Some other boards do this using a cron Job to minimize the write operation.

Re: Delayed Statistic Counters

Reply #1

Heh, I was just looking at that thinking there should be a setting.

Code: [Select]
		// Add 1 to the number of views of this topic (except for robots).
if (!$user_info['possibly_robot'] && (empty($_SESSION['last_read_topic']) || $_SESSION['last_read_topic'] != $topic))
{
increaseViewCounter($topic);
$_SESSION['last_read_topic'] = $topic;
}

First off, it shouldn't update for every view that you've made. It should only update once per session (no matter how many other topics you look at) and it should only update when there is a new post or edit in the topic (not sure about edits). Also, the circuit breaker should kick in and disable this completely when the load is too high. That should handle most issues, but a hook in the function could do it via caching or a topic_views table which would be in memory. That's another idea.

Anyway, are you having issues with load? I wouldn't start trying to change things until you start seeing issues. Especially with numbers like that. Users seem to be picky about their counts (downloads, views, stats, etc).

Re: Delayed Statistic Counters

Reply #2

It will update every time you go into that Message - only thing it will not update twice if you call it repeatedly without viewing another Thread in the meantime.
-
I don't know how the circuit breaker works, but in Topic.subs.php is no sign of any exceptions, it just make the update into the Database.
-
I don't know if this will be a problem for me.
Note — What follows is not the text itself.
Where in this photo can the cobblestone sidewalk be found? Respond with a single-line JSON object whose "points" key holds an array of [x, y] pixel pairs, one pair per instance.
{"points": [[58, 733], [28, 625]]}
I delayed the View Update on my MyBB Board to avoid running into trouble if the load gets high. But MyBB is using a different Datastructure where i don't know if i can compare it to Elkarte. I think Elkarte is putting a bit more load onto the Server, but this is just guessing at the moment. I need to make a few Load Testings as soon as my Importer is ready.

btw: i don't won't to loose Counters - i just like to have the updates delayed.

Re: Delayed Statistic Counters

Reply #3

Where do you store them "in the meantime" waiting for the db update?
Bugs creator.
Features destroyer.
Template killer.

Re: Delayed Statistic Counters

Reply #4

memcached ? (i know may be lost on powerfailure and so on.)
MyBB is inserting it into a table and updates the stats only once in a hour.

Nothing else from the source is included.